Vladimír Jindra is a man obsessed with pens and pencils. He has 5,600 of them in his collection which has won him a place in the Czech Book of Records. He collects pens and pencils in all shapes and sizes and is willing to pay as much as 2,000 crowns (over 100 US dollars) for a pencil if it is an old or rare specimen. His biggest pencil is two meters long and the smallest – which dates back to the 18th century - is 2.5 centimeters. He has pencils for writing on all kinds of surfaces – including meat, a vast variety of golf pencils and pencils with accessories. And the more he has the more he wants. Whenever he visits a pen and pencil auction somewhere he comes back with a few dozen more. Some of the rooms in his home have been turned into exhibition halls, but he says there’s always room for more. His estimate is that his family home can house some 100,000 pencils.
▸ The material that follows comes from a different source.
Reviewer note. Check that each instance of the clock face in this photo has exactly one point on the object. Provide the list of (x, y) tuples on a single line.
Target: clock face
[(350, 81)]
Churches, chapels and bell-towers are a frequent target of thieves and millions of crowns worth of priceless historic and religious artifacts have been stolen in the past twenty years or so. Many of these relics are smuggled out of the country, sold to private buyers and never seen again. Churches and chapels are usually located in the centre of towns and villages making theft more difficult but bell towers tend to be on the outskirts of town and are easy targets. At the present time the police are registering 19 stolen bells from bell towers around the country. Last week the police unexpectedly discovered one of these stolen bells at the Holešovice market-place in Prague. The bell was made in 1924 and was stolen from a tiny village called Nová Chřibská 16 years ago. The chances of catching the thieves after such a long time are slim and in any case charges could not be pressed because of a ten-year status of limitations on theft. The bell will now be returned to the village and put back where it belongs. The only problem is that the villagers had given up hoping they would get it back and – because they did not have money to pay for a new one – they had turned the bell tower into a mixed-goods store.